My mom told me, early on (I'm one of 8 kids, so.. even though.. I had more resentments towards my mom than appreciation, since I became mom myself, the resentments are going away and I feel huge appreciation towards her.. and admiration really.. thinking.. how the hell did she do it.. anyways.. back to my point) if the baby wakes up at night, don't try to let him play, so he will get tired again. He has to learn, that at night it's time to sleep. Don't turn the light on, don't play. So.. I did.. and I was even telling him at some point - it's night, we are sleeping at night, so.. we are going to sleep.. He woke up like this several times at the beginning of our "learning journey together".. But I was determined and consistent.. and We have pretty good nights.. At the same time, all kids are different, right? So.. If I'll have another one, I might update what will I do.. haha.

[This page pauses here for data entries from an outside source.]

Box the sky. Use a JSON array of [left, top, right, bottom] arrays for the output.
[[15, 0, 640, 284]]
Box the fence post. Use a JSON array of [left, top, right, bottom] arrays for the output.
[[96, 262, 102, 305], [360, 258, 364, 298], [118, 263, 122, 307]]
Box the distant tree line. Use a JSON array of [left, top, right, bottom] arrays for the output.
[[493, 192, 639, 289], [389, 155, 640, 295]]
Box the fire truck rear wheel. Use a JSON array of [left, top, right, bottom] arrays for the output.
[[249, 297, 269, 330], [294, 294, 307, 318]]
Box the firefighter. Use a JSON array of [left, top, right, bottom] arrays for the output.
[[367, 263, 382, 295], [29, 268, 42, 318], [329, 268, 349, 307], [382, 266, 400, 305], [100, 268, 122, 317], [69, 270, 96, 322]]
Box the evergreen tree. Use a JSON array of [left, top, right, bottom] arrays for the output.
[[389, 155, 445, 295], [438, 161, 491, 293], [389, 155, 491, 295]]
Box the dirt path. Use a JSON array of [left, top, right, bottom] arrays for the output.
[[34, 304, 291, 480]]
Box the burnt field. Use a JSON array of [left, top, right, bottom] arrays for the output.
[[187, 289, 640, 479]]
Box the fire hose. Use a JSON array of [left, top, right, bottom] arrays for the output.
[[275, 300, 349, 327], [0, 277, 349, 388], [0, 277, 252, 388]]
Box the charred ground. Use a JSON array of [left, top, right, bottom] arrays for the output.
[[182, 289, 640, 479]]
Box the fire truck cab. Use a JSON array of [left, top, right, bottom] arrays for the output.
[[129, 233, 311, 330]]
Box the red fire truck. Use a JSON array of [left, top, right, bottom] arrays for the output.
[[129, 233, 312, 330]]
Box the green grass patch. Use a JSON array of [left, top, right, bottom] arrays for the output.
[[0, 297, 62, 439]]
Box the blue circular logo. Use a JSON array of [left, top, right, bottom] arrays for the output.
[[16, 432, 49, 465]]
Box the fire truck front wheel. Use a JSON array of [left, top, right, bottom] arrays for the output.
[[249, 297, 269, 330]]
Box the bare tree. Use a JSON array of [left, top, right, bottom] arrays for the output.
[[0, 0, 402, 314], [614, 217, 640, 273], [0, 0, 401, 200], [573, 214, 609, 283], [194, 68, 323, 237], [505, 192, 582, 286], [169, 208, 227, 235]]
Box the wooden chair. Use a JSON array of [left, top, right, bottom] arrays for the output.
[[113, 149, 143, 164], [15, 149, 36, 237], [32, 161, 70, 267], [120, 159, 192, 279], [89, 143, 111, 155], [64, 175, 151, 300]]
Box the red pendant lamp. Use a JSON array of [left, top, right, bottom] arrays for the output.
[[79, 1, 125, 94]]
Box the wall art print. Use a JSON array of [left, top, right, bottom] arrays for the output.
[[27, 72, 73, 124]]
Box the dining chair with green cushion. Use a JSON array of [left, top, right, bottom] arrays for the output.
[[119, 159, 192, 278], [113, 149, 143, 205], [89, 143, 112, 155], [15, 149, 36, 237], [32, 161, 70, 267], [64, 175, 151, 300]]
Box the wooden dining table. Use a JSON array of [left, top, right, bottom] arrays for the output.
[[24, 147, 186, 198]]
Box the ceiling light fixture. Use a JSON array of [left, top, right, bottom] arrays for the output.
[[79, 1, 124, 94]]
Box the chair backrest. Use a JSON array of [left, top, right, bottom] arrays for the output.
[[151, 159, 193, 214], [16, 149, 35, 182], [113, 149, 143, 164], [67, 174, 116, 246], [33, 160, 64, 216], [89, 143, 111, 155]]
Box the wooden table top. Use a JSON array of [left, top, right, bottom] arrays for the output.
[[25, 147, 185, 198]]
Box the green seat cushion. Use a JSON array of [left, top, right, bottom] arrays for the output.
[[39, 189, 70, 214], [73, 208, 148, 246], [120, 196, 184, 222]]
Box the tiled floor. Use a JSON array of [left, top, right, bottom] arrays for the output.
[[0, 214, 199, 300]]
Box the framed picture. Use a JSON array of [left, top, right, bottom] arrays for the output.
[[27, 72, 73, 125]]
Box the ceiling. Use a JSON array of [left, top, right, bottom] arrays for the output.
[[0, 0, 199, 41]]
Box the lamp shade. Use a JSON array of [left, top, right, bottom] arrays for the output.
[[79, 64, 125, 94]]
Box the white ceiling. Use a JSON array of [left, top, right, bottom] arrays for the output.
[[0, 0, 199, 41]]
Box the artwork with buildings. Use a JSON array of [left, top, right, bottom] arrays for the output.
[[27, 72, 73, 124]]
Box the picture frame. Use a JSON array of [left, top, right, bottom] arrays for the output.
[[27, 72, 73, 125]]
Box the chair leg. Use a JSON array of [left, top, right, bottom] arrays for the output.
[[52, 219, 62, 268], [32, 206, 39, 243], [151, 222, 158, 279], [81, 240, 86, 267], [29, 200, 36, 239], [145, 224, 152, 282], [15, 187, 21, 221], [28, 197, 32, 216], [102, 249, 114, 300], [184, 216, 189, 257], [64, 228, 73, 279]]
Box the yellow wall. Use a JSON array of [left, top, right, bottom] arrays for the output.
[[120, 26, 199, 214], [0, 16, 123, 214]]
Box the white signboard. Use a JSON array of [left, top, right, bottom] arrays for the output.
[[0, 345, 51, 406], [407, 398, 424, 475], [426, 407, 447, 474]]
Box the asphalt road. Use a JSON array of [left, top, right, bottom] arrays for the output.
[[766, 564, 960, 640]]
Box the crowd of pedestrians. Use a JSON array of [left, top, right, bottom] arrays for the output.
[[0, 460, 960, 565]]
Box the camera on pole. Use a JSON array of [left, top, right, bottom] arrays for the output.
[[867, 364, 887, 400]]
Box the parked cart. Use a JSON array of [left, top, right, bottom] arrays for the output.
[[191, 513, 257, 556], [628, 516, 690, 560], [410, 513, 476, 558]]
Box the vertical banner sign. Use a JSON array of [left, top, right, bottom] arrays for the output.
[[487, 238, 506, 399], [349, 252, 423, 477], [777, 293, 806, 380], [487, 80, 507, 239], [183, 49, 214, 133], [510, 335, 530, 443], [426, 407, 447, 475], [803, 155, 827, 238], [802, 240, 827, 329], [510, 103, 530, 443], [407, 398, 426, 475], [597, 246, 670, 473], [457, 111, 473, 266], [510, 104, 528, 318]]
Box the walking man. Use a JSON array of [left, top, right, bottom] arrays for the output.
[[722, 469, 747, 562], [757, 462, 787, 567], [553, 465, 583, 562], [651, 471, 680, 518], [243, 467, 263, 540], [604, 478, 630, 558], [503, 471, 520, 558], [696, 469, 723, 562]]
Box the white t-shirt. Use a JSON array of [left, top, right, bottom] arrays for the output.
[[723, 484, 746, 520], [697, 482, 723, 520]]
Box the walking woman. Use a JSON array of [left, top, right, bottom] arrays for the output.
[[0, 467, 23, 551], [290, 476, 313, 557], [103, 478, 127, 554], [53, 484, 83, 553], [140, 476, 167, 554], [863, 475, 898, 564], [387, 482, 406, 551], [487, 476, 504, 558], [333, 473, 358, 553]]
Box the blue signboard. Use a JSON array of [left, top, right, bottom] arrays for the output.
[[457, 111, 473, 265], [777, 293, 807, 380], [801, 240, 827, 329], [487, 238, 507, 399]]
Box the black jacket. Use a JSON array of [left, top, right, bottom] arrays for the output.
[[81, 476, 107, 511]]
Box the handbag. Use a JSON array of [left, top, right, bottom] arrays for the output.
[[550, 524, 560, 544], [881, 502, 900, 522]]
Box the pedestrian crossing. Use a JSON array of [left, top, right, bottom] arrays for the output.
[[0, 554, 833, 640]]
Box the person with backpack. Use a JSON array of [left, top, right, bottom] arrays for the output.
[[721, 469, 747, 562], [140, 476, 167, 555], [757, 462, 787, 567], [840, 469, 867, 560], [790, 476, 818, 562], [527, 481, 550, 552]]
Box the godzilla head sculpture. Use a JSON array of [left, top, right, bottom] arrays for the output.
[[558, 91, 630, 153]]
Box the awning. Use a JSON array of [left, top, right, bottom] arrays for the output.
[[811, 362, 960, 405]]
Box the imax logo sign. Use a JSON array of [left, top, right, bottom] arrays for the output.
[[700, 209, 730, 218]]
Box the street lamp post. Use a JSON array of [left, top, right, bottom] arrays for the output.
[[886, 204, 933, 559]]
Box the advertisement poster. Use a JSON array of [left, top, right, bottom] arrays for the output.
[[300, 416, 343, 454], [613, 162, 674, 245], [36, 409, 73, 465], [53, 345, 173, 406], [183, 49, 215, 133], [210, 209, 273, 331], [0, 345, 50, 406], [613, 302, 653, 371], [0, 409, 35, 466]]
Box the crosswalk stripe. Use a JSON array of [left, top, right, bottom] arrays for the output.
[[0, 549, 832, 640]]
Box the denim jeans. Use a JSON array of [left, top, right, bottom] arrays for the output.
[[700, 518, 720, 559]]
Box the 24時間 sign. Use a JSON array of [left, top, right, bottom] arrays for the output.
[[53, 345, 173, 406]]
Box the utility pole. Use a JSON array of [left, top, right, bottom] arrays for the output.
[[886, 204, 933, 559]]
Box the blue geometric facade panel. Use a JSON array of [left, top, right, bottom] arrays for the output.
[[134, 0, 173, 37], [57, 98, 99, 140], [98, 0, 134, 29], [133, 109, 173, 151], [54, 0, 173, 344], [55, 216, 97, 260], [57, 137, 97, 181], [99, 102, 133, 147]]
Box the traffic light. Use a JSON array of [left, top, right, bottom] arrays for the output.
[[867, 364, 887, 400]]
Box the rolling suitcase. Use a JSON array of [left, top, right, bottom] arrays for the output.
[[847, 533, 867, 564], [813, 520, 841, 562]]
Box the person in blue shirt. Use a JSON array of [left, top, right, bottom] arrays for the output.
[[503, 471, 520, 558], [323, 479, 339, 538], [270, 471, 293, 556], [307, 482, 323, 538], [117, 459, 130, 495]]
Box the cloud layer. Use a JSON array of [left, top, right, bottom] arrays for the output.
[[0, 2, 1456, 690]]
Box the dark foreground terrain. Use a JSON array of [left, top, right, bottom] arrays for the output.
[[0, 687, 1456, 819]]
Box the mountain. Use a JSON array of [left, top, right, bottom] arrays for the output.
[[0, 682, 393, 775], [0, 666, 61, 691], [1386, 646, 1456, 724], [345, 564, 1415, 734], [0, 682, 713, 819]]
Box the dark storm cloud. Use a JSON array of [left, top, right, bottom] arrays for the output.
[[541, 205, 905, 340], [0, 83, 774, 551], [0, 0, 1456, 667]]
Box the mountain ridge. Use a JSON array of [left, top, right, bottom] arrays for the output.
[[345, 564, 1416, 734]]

The first 3 months were the hardest so far, I would say. Because it's a whole process of getting to know each other. I guess, that's another thing, that not so many parents will tell you or admit, unless you have your own kid.. You love the kid, because it's your baby, there is an instinct to protect the little one.. But.. as it is with any relationship, you have to get to know this little person first, to fall in love with them more and more. And that is my experience so far. I must say, I love him more and more..
On the other hand, when I'm refreshed, had a good sleep and everything is good, I have so much patience and I feel, that I can do anything.. On the other hand.. if I didn't have a good sleep, the level of my patience just dramatically decreases and even his noises that he makes, when he wants me to pick him up, or just showing some discomfort drive me crazy..
When to find time for myself and on top of that for my business? It's tough. I have a wonderful husband, who helps me with the baby a lot. But he has to go to work and so I'm left alone with the baby and he comes home around 5 or 6, I'm trying to make a dinner, clean up a little, he is playing with the little one.. He also has to do some school work (because of his job), pays the bills and another things.. Well.. let me tell you, it's not easy at all.
And we live in an intentional community, so my roommates can help out a little sometimes - even just by holding Eli, so I can eat, go to the bathroom or take a shower. It's still a struggle for me to ask for help.. I'm trying.. and I'm doing my best...
Right now, my baby is asleep, so I'm able to write this blog post. Because.. magically.. he is ok, when I'm in room with him. I can do anything from cleaning, folding laundry, cooking etc., but not doing anything on my computer..
As soon as I sit down to do something on my computer, he is immediate trying to get my attention.. Why oh why...
Well, this is it for today, because he is waking up. I will write more hopefully every week.